Both Mr. Ganu and Prof. Panta Mural Prasad have called for a collective intellectual movement across law schools in India, in order to explore the wide scope of this subject and mine the existing knowledge base. For this, Prof. Prasad feels that the borders between the institutions must be scaled, urging a joint effort by students and professors of law and of economics for steering forward the subject and exploiting its high value to better laws and governance in India. What stops us is our rigid disciplinary approach and our fragmentations in our Universities i.e. learning and applying subjects categorically. As noted above, for a law student, this subject has the potential to broaden one’s legal acumen significantly and this is exactly what Justice A.K. Sikri stressed on during his speech at the 3rd International Conference on Law and Economics 2017, saying that “economic implications are relevant in cases related to property, privacy, business law, bankruptcy law and many others and therefore it calls for an economic analysis of law. It can impact jobs, government revenue and economic growth. Sometimes, economic aspects are predominant.

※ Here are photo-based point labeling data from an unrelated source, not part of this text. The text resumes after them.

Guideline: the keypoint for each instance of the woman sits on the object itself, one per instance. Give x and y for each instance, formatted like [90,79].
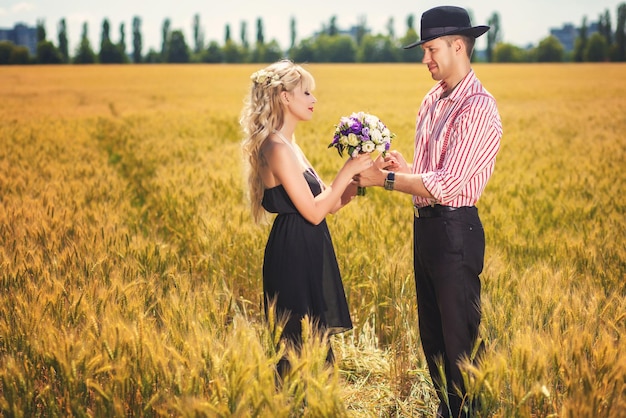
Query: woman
[300,271]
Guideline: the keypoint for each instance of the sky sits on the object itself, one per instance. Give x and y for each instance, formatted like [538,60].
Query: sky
[521,22]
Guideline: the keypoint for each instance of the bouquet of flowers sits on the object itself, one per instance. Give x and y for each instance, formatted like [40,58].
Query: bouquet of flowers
[361,133]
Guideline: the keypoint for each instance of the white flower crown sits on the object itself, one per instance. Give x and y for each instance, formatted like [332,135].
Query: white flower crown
[262,76]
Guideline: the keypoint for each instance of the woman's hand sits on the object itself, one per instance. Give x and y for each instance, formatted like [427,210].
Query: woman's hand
[357,164]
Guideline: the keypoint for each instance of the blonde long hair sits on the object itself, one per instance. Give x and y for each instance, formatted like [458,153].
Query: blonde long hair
[263,112]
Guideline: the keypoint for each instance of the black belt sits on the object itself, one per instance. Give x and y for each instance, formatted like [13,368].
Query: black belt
[434,211]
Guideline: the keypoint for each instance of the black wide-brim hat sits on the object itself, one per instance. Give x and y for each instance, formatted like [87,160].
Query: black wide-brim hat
[446,20]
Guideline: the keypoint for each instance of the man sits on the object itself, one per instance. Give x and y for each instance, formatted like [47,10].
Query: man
[457,137]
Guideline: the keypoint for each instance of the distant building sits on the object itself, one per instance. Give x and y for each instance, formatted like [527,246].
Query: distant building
[21,35]
[568,33]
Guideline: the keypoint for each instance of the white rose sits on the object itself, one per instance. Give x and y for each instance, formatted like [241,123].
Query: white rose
[377,136]
[372,121]
[368,146]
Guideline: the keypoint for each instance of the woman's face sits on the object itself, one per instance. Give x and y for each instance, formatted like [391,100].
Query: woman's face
[300,103]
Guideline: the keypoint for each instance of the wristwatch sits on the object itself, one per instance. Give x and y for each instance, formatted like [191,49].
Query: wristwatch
[390,180]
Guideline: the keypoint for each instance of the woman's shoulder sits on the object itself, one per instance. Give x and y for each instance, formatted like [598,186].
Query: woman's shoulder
[274,148]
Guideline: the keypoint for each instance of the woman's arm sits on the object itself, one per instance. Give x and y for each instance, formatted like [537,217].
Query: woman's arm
[289,172]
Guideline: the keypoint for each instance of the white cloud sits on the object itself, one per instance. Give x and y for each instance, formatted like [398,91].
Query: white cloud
[23,6]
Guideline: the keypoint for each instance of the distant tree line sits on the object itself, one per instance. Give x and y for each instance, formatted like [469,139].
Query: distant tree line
[328,45]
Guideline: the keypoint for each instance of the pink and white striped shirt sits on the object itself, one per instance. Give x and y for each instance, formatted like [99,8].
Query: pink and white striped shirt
[470,113]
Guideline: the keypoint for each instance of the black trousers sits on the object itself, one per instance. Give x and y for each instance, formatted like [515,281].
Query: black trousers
[449,252]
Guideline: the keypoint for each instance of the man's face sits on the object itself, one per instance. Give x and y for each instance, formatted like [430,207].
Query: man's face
[439,57]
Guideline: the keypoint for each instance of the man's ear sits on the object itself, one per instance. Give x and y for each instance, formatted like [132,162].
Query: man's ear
[458,45]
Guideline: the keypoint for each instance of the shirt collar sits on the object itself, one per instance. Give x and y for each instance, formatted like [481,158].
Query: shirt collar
[460,89]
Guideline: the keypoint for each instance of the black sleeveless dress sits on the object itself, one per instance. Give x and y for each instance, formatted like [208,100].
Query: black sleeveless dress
[300,267]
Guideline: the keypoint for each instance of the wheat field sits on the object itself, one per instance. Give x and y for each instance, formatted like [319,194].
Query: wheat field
[130,269]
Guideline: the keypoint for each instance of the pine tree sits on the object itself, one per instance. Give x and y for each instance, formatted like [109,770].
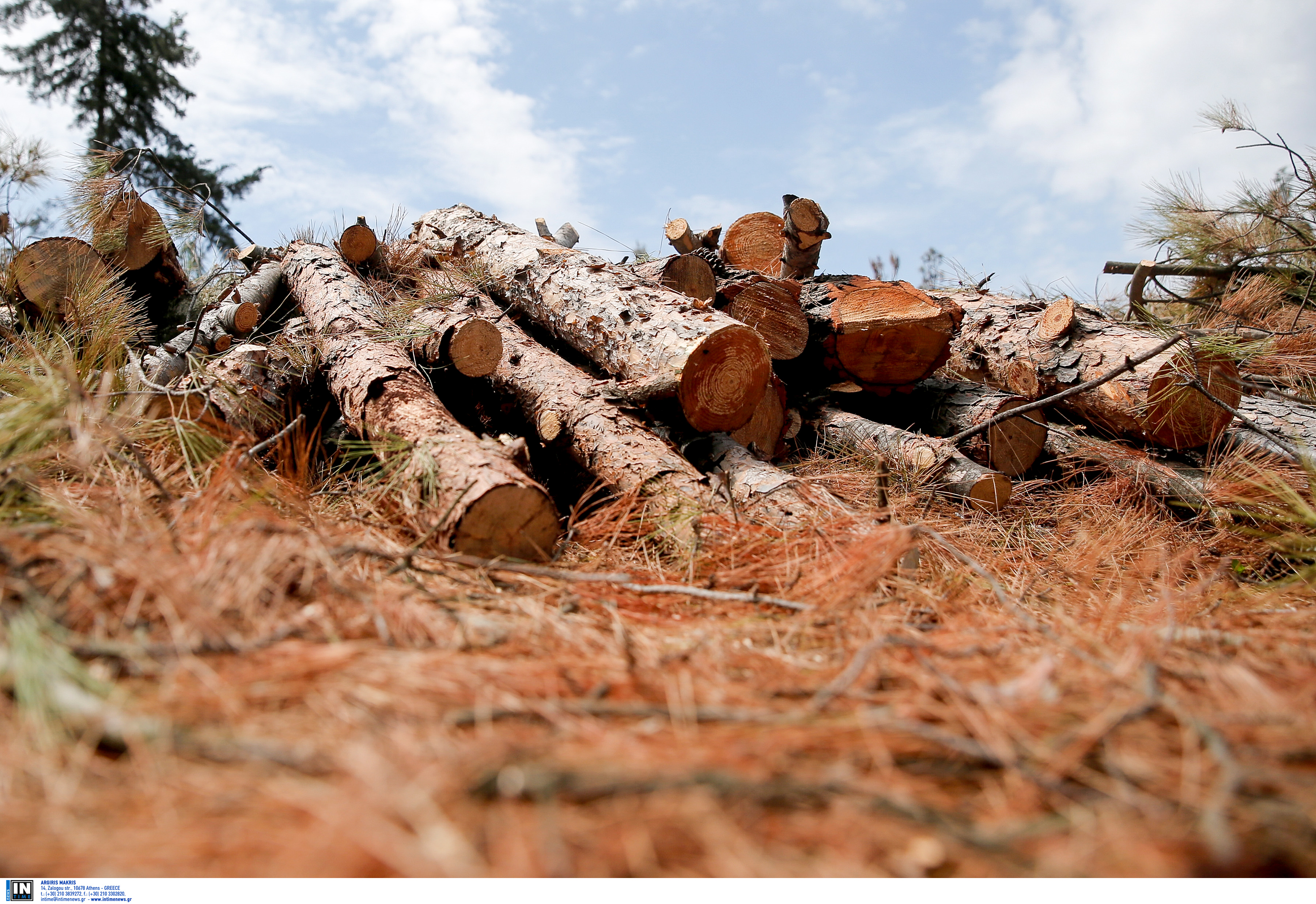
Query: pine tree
[114,64]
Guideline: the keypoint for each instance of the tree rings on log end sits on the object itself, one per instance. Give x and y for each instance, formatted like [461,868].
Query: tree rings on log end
[357,242]
[1057,320]
[724,378]
[510,520]
[755,242]
[476,348]
[52,270]
[1181,418]
[990,493]
[776,314]
[1014,445]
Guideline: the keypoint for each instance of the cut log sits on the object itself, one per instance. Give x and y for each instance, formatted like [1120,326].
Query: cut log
[681,236]
[635,332]
[1182,487]
[487,506]
[360,245]
[49,273]
[927,460]
[755,242]
[133,239]
[759,490]
[803,228]
[947,407]
[767,429]
[681,273]
[1001,344]
[877,335]
[1289,420]
[773,308]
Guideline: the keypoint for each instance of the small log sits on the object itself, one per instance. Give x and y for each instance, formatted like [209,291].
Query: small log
[133,239]
[803,228]
[773,308]
[487,506]
[49,272]
[756,489]
[755,242]
[681,236]
[1001,344]
[926,458]
[360,245]
[765,433]
[1290,420]
[681,273]
[1177,486]
[632,331]
[947,407]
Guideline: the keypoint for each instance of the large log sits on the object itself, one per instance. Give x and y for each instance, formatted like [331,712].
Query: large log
[803,228]
[48,275]
[756,489]
[948,407]
[877,335]
[755,242]
[1003,343]
[487,506]
[714,365]
[927,460]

Courts are becoming increasingly receptive to this approach.”
The subject is still restricted to a handful of people in the Indian academia and the legal system today and this could change if both started interacting, if both started a dialogue through collaborative research projects, with law schools helping lawyers and judges learn this subject through capacity building or else by even collaborating in research for ongoing cases. The Supreme Court’s delegated signalling of this subject’s indoctrination into the legal system helps, but it would be even better if such innovative ideas came from, say, the University Grants Commission i.e. if this subject were to be institutionalised. But the real change can come only if an intellectual movement propagating the subject were to ever follow. NUJS Kolkata for example organised the GIAN Course of Law and Economics back in 2016, and NALSAR Hyderabad had published the Indian Journal of Law and Economics in 2011 which was discontinued soon after. A significant mark of any intellectual movement is always the birth of quality journals and this is much the need of the hour, the way in which the birth of the Journal of Law and Economics in 1958 is considered the birth of the 20th Century law and economics movement. The prospects look great at the moment with law schools slowly embracing the subject. Maharashtra National Law University, Mumbai has recently introduced the subject as a core paper.
Deviating from the neoliberal rigidity of the ‘Chicago Boys’, the movement in India, coupled with Indian judiciary’s historic leaning towards democratic socialism, has created a science of law more than any particular ideology of law, without any significant departure from the basics of the original movement of University of Chicago.
Swagat Baruah is writer/editor at Catharsis Magazine.